Lo ocurrido en la Iglesia católica ilustra bien el asunto. Creyendo que ocultar los escándalos era el camino para salvar a la herencia de Cristo, las jerarquías decidieron proteger a muchos de los infractores, lo cual fue un gran error, ya que los feligreses lo consideraron como un fraude contra sus creencias.

Por fortuna, llegó el papa Francisco, quien sin dudarlo inició la purga, expulsó a los culpables, sin consideraciones de rango, pidió perdón y asumió el costo. El resultado es que la gente volvió a creer y a tener fe. La mejor demostración de ello es que hoy es un líder seguido y admirado en todo el mundo. No es solo por su amabilidad y buenas maneras, sino por su claridad y acción.

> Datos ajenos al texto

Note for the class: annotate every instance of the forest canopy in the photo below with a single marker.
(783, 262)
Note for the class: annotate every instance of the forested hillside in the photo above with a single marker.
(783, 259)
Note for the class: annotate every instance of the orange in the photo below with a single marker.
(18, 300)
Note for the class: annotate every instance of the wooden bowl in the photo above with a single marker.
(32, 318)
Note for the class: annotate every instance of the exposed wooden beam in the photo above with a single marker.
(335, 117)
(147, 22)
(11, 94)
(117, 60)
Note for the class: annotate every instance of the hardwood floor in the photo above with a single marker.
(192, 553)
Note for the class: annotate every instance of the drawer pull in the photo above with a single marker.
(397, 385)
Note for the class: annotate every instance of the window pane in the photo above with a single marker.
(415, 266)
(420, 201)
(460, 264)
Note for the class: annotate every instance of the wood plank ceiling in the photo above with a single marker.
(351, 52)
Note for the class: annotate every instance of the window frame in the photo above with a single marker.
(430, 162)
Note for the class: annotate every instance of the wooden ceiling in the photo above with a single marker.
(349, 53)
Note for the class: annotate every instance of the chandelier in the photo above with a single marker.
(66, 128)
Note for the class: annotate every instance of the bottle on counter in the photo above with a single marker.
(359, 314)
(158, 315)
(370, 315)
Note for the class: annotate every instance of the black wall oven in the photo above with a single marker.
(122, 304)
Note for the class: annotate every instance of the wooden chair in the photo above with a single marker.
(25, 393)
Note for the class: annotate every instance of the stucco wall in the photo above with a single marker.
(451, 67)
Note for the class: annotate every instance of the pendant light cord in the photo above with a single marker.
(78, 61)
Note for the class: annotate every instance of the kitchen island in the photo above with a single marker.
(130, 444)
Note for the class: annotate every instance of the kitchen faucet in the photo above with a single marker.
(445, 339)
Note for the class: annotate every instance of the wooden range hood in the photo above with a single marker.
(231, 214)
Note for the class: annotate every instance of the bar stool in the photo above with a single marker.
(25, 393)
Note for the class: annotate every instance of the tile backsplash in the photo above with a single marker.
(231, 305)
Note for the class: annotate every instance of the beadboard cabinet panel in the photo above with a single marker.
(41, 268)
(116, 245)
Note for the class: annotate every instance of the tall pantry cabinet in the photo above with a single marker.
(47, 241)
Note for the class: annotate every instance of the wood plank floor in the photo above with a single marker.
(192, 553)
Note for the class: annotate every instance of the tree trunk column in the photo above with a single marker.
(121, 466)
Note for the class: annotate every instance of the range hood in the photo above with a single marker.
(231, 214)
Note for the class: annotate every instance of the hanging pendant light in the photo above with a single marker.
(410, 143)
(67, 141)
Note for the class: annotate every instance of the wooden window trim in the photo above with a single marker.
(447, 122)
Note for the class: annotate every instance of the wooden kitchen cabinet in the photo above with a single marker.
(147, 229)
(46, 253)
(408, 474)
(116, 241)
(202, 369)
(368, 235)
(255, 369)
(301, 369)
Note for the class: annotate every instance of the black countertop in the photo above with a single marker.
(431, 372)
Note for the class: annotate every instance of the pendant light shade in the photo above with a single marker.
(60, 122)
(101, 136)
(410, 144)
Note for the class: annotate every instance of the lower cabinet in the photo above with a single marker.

No es fácil para los gobernantes reconocer los errores y asumir la responsabilidad, pues la costumbre parece mostrarles que es válido aplazar las decisiones o tomar acciones en otros frentes para entretener a los ciudadanos con la idea de que olviden el problema y terminen en otras discusiones. Los asesores y ‘magos’ de la imagen y del marketing político son expertos en recomendaciones de este tipo, porque tienen una visión muy mediática de los temas, pero poca perspectiva de los asuntos de gobierno y de Estado, que van mucho más allá de esas consideraciones tan básicas. No hay que equivocarse o creer que la gente es ingenua, más de la cuenta. Obrar así solo genera rabia y broncas mayores.

Por encima de cualquier consideración personal, uno quiere que al país le vaya bien, y para cumplir ese propósito al Gobierno le tiene que ir bien, y entre las precondiciones está que genere confianza y credibilidad, ya que hay compromiso para enfrentar los problemas; que se hable con franqueza y haya responsabilidad por parte de los que tienen a su cargo los asuntos del Estado. Y si se cometen errores, hay que hallar a los culpables y obrar en consecuencia, asumiendo el costo.

Sencillo, así resulte más fácil decirlo que hacerlo. No se puede llegar al extremo de que la gente pierda la confianza en la Policía como instrumento de seguridad civil, función muy distinta a la del Ejército. Para ello no hay que equivocarse: la solución de los problemas que enfrenta hoy no está en ‘taparlos’ o creer que se puede desviar la atención usando distractores, sino en actuar con contundencia y sin contemplaciones. Así, los ciudadanos entienden que la voluntad es absoluta, que se está defendiendo al órgano policial y depurando a los elementos que lo están maltratando.

Lo mismo se aplica a otros temas. Lo que está pasando con los niños indígenas en La Guajira, con la escasez de alimentos y de agua potable, con el zika y con las explotaciones mineras ilegales, no debe dejar duda de que la acción del Gobierno es contundente. Eso es lo que se llama gobernabilidad.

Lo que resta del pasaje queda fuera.